At the recent Tots and Technology Conference in Frisco, I was surprised to see how many educators are still not familiar with the wonderful world of Twitter. Begun in March 2006, Twitter was created as a social media site. Just ten years later, there are more than 320 million people using it worldwide.
“Every second, on average, around 6,000 tweets are tweeted on Twitter, which corresponds to over 350,000 tweets sent per minute, 500 million tweets per day, and around 200 billion tweets per year.” (Source: Twitter Usage Statistics)
While it may have originally been just a way to share what you’re having for lunch with others, it’s grown into something much more meaningful. I myself use it several times a day, every day, to find resources and get answers to questions. But even if you don’t want to have a Twitter account and tweet out yourself, you should still use it. And here’s why: You can find amazing resources, tips, tricks, apps, extensions, answers to questions, and learning ideas on Twitter. It’s all about how you search.
Finding What You Need
To start using Twitter as a resource without creating an account, follow these easy steps. We’ll take as our example that we’re looking for ideas on using Kahoot! in the classroom.
- Go to the Twitter website.
- In the top right of the screen, you’ll see a Search button. Type in “kahoot! ideas”.
- What is returned to you is any time the words “Kahoot!” and “ideas” were used in a Tweet. You could limit the results more by searching for “kahoot! kindergarten”, for example, to find ways that kindergarten students and teachers are using Kahoot!
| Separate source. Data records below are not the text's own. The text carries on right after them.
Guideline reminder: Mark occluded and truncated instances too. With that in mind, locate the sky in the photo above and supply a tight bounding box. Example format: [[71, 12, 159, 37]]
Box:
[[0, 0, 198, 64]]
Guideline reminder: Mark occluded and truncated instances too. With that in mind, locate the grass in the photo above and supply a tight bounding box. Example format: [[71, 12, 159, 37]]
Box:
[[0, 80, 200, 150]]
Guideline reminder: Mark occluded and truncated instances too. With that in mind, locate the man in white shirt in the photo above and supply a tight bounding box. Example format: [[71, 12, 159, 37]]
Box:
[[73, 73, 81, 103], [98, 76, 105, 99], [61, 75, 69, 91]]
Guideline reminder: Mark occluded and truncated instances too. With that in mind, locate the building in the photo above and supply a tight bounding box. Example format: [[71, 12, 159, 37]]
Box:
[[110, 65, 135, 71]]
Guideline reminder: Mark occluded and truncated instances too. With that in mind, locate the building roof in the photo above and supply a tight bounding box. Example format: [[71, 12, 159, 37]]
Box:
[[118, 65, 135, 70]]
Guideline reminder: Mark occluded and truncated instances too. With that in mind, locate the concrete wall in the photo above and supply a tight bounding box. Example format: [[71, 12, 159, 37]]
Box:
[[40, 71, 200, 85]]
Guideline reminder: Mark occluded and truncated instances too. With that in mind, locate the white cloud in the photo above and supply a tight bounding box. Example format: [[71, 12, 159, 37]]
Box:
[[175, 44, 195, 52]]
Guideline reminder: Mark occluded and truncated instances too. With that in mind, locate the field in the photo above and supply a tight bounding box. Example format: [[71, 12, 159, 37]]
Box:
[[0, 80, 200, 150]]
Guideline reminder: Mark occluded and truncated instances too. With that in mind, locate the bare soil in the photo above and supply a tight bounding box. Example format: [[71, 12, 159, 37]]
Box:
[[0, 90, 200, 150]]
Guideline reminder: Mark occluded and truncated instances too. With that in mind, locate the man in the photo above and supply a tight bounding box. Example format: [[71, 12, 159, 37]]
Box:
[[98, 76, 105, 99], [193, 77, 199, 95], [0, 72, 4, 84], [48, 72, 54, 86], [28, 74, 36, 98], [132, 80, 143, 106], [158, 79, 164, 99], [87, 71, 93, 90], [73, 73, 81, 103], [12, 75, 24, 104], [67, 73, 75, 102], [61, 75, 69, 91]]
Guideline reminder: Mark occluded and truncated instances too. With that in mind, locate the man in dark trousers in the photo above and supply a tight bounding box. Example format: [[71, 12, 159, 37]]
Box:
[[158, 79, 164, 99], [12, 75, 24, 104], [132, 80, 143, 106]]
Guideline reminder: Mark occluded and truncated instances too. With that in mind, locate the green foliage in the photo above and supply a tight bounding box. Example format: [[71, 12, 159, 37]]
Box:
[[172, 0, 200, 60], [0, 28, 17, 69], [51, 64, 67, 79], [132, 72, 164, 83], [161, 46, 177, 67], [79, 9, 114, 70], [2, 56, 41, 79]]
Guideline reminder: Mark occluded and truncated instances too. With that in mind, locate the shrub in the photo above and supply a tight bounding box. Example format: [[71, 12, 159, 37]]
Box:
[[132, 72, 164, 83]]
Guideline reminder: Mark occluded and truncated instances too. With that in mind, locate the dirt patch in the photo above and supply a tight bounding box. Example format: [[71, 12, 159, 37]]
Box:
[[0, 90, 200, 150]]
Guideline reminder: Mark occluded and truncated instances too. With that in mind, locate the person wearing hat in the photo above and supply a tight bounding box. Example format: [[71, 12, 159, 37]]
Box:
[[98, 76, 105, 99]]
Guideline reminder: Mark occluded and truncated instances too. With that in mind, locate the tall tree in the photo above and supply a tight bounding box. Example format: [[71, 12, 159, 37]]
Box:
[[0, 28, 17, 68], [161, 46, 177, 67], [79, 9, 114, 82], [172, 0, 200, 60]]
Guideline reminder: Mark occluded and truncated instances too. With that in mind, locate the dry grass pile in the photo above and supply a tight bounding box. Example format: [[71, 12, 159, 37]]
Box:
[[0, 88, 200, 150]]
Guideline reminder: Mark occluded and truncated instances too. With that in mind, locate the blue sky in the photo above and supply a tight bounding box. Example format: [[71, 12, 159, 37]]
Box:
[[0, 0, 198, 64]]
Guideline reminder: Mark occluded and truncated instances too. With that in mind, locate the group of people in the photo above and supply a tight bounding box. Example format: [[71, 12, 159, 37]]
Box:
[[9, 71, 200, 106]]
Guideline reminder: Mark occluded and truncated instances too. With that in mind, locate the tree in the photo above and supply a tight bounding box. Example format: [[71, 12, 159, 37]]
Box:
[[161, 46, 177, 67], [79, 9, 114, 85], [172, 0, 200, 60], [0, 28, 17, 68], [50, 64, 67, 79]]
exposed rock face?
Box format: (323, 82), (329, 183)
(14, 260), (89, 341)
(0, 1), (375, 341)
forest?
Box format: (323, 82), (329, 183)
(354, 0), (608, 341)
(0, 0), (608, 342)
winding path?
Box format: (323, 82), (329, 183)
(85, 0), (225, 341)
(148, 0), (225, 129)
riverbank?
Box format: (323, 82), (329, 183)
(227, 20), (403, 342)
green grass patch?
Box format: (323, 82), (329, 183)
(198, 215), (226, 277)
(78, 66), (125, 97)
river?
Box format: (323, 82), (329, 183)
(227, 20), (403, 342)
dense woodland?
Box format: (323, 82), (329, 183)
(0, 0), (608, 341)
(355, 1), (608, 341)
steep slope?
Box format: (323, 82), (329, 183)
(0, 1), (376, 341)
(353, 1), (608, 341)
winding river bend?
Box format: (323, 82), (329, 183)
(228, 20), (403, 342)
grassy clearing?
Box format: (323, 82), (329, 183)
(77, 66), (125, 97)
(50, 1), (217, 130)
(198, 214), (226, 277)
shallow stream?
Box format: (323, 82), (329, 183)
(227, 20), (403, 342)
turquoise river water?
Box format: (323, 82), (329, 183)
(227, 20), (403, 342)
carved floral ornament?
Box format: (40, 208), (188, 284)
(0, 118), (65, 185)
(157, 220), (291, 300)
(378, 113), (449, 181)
This type of search will work for any topic that you are interested in.
Searching with Hashtags
Another way to find resources and ideas on Twitter is to search for common hashtags. A hashtag is just a way to categorize Tweets by keyword. This article has 60 of the most common educational hashtags. Find one you’re interested in, click it, and all of the Tweets with that hashtag in them will be pulled for you. If you don’t see a hashtag that you want, just create your own and search to see if others are also using it. I personally often use #leadership, #STEM, #teacherPD, and #EdTech to find relevant information.
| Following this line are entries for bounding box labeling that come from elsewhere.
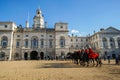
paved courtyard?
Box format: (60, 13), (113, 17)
(0, 60), (120, 80)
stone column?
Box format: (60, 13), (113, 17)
(114, 38), (118, 48)
(107, 38), (111, 49)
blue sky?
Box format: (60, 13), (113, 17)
(0, 0), (120, 36)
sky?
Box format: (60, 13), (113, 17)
(0, 0), (120, 36)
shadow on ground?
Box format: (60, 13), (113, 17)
(37, 63), (81, 68)
(36, 63), (101, 69)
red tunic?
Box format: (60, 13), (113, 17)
(89, 48), (99, 58)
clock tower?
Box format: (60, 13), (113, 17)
(33, 9), (44, 29)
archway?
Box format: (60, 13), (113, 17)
(24, 52), (28, 60)
(40, 52), (44, 60)
(30, 51), (38, 60)
(0, 52), (5, 61)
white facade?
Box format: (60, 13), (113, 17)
(0, 9), (120, 60)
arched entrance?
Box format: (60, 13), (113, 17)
(0, 52), (5, 61)
(24, 52), (28, 60)
(30, 51), (38, 60)
(40, 52), (44, 60)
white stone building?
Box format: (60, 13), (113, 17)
(0, 9), (120, 60)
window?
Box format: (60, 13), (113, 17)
(1, 36), (8, 48)
(25, 40), (28, 48)
(76, 45), (78, 48)
(49, 40), (52, 48)
(31, 36), (38, 48)
(60, 37), (65, 47)
(41, 35), (44, 37)
(60, 26), (63, 28)
(49, 35), (52, 37)
(16, 41), (20, 48)
(71, 45), (73, 48)
(81, 39), (83, 41)
(33, 39), (37, 48)
(25, 35), (28, 37)
(41, 40), (44, 48)
(17, 35), (20, 37)
(76, 39), (78, 42)
(5, 25), (7, 28)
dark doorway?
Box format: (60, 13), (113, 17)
(112, 54), (116, 59)
(30, 51), (38, 60)
(24, 52), (28, 60)
(40, 52), (44, 60)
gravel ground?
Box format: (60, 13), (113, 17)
(0, 60), (120, 80)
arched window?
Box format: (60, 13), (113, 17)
(1, 36), (8, 48)
(110, 38), (115, 48)
(60, 37), (65, 47)
(31, 37), (38, 48)
(102, 38), (107, 48)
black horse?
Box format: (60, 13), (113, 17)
(71, 51), (102, 67)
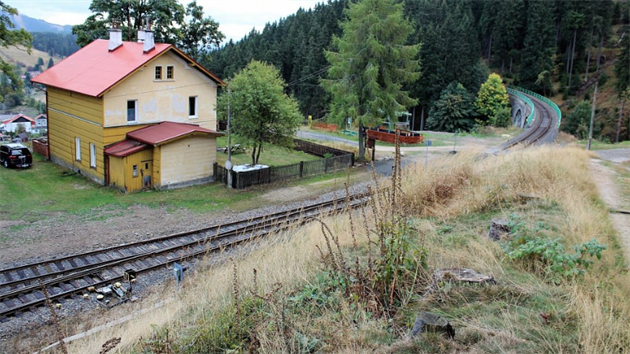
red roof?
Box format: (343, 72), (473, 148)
(127, 122), (223, 145)
(4, 113), (35, 124)
(104, 140), (149, 157)
(31, 39), (223, 97)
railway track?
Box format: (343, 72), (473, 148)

More Ways Twitter Can Help You
Take a look at the Twitter screen shot to the right for a minute. I’ve done a hashtag search for #FutureReady, but this will work any time you’re on the Twitter home page and with any Twitter search. Across the top are some other ways to find great information on Twitter.
- Top shows what Tweets are currently the most popular. It’s the default view.
- Live will show you the most recent Tweets on the topic. This is great if your students are looking at a current event and want to see the latest news and opinions about it.
- Accounts will show you other Twitter folks to follow who are Tweeting about your topic. In order to follow someone, you must have a free Twitter account. But you can see a person’s Tweets without following him/her, if you want. In the Search bar, type in “Richard Byrne” (the name of a well-known ed tech guru) or “rmbyrne” (his Twitter handle). Now you can see everything that Richard Tweets without having a Twitter account. Ask other educators who they follow on Twitter to add to your list.
- Photos and Videos will each show you Tweets for that hashtag that include photos or videos.
You don’t have to be a contributor in order to take advantage of the wealth of knowledge and resources that are available on Twitter. Of course, I would recommend that you eventually join the social revolution and begin sharing your expertise with your peers by creating a free account and posting what you and your students are learning. But for now, you can just relax and take in what others are sharing.